Climate Change Now Changes Roofs of Traditional Huts in Manyara

The roofs on traditional huts in Manyara Region are slowly but surely losing their iconic reed and straw thatching.

The roofs are being replaced with factory-made corrugated iron sheets.

Are these positive developments? On the contrary, these happen to be among the negative impacts of climate change in Northern Tanzania.

“The thatching grasses are becoming scarce as other invasive plant species take over the landscapes,” residents of Nkaiti Village in the Babati District of Manyara point out.

Their traditional leader, Chief Leteiva Mengajeki Lobulu, admits that many of the indigenous plant species including thatching straws and reeds are rapidly disappearing from the locality.

“That is the reason why many huts now feature iron sheets roofing,” he explained, adding that many residents would rather stick to grass thatching but climate change is forcing them to adapt to new building technologies.

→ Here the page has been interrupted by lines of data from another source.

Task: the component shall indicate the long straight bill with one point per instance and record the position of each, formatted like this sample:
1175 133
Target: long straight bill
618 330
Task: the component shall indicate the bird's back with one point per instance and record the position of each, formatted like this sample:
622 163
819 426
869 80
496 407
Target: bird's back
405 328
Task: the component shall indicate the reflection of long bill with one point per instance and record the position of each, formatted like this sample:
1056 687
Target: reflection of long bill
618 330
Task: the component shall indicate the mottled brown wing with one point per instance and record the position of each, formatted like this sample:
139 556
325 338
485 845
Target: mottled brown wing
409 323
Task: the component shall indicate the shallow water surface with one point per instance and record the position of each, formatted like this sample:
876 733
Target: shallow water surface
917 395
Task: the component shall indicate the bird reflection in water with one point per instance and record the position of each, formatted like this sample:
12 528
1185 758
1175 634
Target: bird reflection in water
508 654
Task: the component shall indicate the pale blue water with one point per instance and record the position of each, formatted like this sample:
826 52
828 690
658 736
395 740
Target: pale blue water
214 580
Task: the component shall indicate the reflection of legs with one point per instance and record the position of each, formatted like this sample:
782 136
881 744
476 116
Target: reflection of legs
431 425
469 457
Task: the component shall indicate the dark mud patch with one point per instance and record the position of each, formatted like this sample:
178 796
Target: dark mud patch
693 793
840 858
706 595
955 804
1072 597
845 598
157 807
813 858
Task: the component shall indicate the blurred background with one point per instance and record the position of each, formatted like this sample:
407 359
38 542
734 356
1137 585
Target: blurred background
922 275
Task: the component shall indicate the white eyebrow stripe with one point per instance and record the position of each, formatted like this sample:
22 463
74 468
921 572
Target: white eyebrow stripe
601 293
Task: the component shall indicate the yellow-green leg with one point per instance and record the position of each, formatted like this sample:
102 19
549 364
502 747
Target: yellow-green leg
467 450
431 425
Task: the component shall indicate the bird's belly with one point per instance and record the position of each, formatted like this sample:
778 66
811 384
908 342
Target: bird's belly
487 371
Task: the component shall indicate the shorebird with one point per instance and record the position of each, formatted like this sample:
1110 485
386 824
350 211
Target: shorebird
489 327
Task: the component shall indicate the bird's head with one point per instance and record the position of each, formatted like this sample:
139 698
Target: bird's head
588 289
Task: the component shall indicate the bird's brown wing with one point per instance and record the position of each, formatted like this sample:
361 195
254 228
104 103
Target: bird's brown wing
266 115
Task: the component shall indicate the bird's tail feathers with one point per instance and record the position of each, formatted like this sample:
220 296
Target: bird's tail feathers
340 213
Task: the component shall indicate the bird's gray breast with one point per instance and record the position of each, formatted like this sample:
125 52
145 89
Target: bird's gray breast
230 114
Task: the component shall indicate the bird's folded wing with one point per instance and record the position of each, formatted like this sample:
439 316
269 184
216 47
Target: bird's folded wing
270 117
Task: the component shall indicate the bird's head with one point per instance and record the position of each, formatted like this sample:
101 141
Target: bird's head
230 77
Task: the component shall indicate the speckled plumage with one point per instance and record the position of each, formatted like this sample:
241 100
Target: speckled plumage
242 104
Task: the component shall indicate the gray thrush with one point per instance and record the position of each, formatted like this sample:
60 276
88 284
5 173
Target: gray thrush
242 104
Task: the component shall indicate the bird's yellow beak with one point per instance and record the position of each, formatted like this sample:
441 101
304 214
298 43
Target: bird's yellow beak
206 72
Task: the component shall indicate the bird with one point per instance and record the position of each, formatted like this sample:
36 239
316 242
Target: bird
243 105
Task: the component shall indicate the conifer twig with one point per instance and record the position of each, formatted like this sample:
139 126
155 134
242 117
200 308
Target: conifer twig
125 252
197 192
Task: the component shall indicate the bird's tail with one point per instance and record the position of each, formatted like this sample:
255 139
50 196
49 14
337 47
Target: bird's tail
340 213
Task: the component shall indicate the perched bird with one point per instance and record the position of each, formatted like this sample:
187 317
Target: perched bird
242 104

He was addressing members of the Journalists’ Environmental Association that were on special assignments through the ‘Tuhifadhi Maliasili,’ program executed through the United States Agency for International Development (USAID), in association with JET.

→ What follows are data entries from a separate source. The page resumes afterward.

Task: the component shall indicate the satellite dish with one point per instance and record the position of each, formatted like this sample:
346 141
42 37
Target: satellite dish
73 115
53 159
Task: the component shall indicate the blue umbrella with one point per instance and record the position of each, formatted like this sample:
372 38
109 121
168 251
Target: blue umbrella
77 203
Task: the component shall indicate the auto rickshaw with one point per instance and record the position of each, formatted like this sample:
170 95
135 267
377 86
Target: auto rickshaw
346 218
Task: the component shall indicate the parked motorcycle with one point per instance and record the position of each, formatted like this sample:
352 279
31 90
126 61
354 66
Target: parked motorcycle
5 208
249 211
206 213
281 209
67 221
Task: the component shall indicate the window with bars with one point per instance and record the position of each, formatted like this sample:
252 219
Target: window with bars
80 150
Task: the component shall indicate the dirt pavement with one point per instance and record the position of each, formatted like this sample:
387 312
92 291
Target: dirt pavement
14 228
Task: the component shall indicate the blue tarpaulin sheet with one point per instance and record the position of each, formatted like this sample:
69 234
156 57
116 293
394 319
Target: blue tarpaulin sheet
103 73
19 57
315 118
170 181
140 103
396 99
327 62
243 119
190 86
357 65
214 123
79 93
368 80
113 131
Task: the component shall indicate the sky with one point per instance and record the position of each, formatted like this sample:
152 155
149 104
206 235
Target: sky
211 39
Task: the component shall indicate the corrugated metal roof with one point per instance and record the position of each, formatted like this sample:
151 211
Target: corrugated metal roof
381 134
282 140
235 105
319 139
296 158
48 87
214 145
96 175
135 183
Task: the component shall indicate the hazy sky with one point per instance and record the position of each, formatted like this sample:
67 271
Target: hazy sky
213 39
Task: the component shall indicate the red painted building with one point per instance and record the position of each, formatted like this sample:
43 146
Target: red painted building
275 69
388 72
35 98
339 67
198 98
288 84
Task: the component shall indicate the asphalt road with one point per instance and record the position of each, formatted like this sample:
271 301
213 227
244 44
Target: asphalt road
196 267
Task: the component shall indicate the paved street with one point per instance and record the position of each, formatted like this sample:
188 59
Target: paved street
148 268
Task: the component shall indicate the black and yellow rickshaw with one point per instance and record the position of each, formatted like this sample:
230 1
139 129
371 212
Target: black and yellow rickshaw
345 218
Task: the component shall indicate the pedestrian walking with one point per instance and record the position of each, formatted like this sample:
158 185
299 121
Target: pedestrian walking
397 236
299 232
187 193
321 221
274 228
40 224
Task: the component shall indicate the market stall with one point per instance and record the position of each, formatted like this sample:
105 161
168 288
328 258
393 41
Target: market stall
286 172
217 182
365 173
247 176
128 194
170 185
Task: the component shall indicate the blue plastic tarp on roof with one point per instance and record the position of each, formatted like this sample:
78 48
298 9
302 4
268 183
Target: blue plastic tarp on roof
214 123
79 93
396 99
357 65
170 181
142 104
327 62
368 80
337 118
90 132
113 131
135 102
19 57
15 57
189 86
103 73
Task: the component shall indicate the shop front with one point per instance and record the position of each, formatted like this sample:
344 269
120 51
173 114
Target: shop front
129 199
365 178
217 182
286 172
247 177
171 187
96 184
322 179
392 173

Many mud-walled houses in the villages dotting rural parts of Arusha and Manyara Regions used to be covered by thatched roofs made from water reeds, combed wheat grass or straw.

Zebras grazing near a former mud-walled and grass thatched hut which is now turning to brick walls and aluminium roofing in mswakini

Most residents prefer grass thatches because they insulate the house from weather elements such as cold, heat and keep out the noise when it rains.

Thatched roofs, according to Chief Lobulu, are also durable when fixed properly, lasting for more than 30 years after instalments.

Invasive alien plant species are also taking toll on vegetation within the Kwakuchinja and Mswakini Wildlife corridors, the nature passages that connect Tarangire and Lake Manyara National Parks.

The Executive Secretary of Burunge Wildlife Management Area, Benson Mwaise, mentioned some of the invasive alien species as, Senna Obtusifolia, Indigofera spp, Agemona Mexicana, Calotrops Procera and Datura Stramonium that are rapidly spreading in addition to inhibiting the growth on indigenous plants.

“Recently there has been yet another latest addition to the list of invasive and harmful species in the form of the alien plant known botanically as Pyrus Niloticus,” Mwaise maintained.

The fact that the busy Arusha-Dodoma highway cuts through both the Burunge Wildlife Management Area (WMA) and Kwakuchinja Corridor, hundreds of vehicles passing in the area further contributes to the spread of deadly plant seeds.

Alien plant species are also taking a toll on wildlife in the Northern Zone, because as they spread across land, indigenous grass get stifled then eventually weather and die, thus reducing pastures for the ungulates and other grazing creatures.